Repeat transplantation fully replicates the results of the first transplant and can be used as an alternative to a treatment complex consisting of cholesterol-lowering and angina medications. Another way to use a graft based on a biocompatible polyacrylamide hydrogel is to look at the example of a burn center. We use the resulting biocompatible polyacrylamide hydrogel.

Twenty-two people were selected for the study in the experimental and control groups.

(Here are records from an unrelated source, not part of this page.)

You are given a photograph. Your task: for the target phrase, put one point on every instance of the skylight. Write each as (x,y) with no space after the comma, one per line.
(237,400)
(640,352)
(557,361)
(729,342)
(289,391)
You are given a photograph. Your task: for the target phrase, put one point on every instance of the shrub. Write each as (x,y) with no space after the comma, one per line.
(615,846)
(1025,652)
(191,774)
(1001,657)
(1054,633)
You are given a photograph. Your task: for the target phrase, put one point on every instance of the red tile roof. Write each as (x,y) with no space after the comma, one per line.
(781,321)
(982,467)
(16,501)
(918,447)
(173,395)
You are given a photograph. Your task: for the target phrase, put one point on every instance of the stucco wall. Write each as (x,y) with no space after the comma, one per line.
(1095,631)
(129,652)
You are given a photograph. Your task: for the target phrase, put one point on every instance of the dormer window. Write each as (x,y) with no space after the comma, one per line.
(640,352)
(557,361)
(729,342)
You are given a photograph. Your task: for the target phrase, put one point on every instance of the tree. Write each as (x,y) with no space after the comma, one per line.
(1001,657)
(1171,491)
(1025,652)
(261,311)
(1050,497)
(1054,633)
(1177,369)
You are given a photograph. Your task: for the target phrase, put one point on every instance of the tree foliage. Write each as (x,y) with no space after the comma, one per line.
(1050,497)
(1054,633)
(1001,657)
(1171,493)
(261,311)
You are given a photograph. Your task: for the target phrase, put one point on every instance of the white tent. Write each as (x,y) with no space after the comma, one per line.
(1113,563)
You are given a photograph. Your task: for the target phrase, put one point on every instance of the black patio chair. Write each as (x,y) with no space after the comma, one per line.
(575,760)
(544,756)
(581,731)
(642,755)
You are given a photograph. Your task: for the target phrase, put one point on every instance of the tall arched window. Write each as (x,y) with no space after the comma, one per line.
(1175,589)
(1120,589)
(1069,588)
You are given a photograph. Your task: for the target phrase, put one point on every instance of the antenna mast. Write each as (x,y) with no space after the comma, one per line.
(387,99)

Composition by age: 8 children from 1 to 12 years with 2-3 ab degree burns, burn area from 1.5 to 25%, and 14 people from 16 to 67 years with 3 ab degree burns, burn area from 1.5 to 25% 25%. Subcutaneous injection of a biocompatible polyacrylamide hydrogel around a 2-3 ab grade burn site from 2-3 ml of graft within the first three days indicated that the open wound had become closed, helping to reduce electrolyte and protein loss. This, in turn, is important in the early treatment of patients with acute burns. In the control group, the open wound healed on day 11-12. One of the features of the use of a biocompatible polyacrylamide hydrogel is that there is no likelihood of mechanical damage to the granules, drying of the damaged surface, and secondary necrosis. We also note that the epithelization time of the damaged surface is significantly reduced.

Thus, the use of biocompatible polyacrylamide hydrogel provides new opportunities for the development of other materials that can be used to repair cartilage and bone tissue by promoting wound healing and tissue regeneration in burn therapy.

Claims (5)

A biocompatible polyacrylamide hydrogel containing a solution of polyacrylamide and 0.9% sodium chloride, wherein the polyacrylamide is an acrylamide copolymer with N, N'-methylene-bis-acrylamide, which is characterized by the addition of ammonium persulfate and N, N, N'-tetramethylethylenediamide, with a component ratio (% by weight) DEFINITION OF INVENTION acrylamide 1.9-9.0; N, N'-methylene-bis-acrylamide 0.006-0.1; N, N, N ', N'-tetramethylethylenediamide 0.004-0.5; ammonium persulfate 0.02-0.2; sodium chloride solution 0,9% the remaining part Biocompatible polyacrylamide hydrogel according to claim 1, characterized in that the 0.9% sodium chloride solution is prepared on the basis of structured water (obtained from melted ice). A process for the preparation of a biocompatible polyacrylamide hydrogel comprising the steps of: copolymerizing acrylamide with N, N'-methylene-bis-acrylamide in a dispersion medium, with ammonium persulfate and N, N, N'-tetralmethylenediamide, washing the resulting gel to homogeneous state followed by homogenization and sterilization; The method is characterized in that the obtained gel is washed in 6 steps over 3 hours, allowed to swell for 18 hours at 20-30 ° C, using 0.9% w / w sodium chloride solution as the dispersion medium, as follows: acrylamide 1.9-9.0; 0.006-0.1; 0.004-0.5; 0.02-0.2; N, N'-methylene-bis-acrylamide N, N, Ν ', N' - tetramethylethylenediamide ammonium persulphate sodium chloride solution 0,9% residue. A process for preparing a biocompatible polyacrylamide hydrogel according to claim 3, characterized in that the copolymerization is carried out at 20-28 ° C for 30-60 minutes, washing with 0.9% sodium chloride solution, homogenization for 5-15 minutes, sterilization with 80- 90 ° C for 5-10 minutes, maintained for two hours and then sterilized a second time at 118-135 ° C at 1.5-2.5 bar for 15-45 minutes. Process for the preparation of a biocompatible polyacrylamide hydrogel according to claims 3 and 4, characterized in that the 0.9% sodium chloride solution is based on structured water (obtained from melted ice).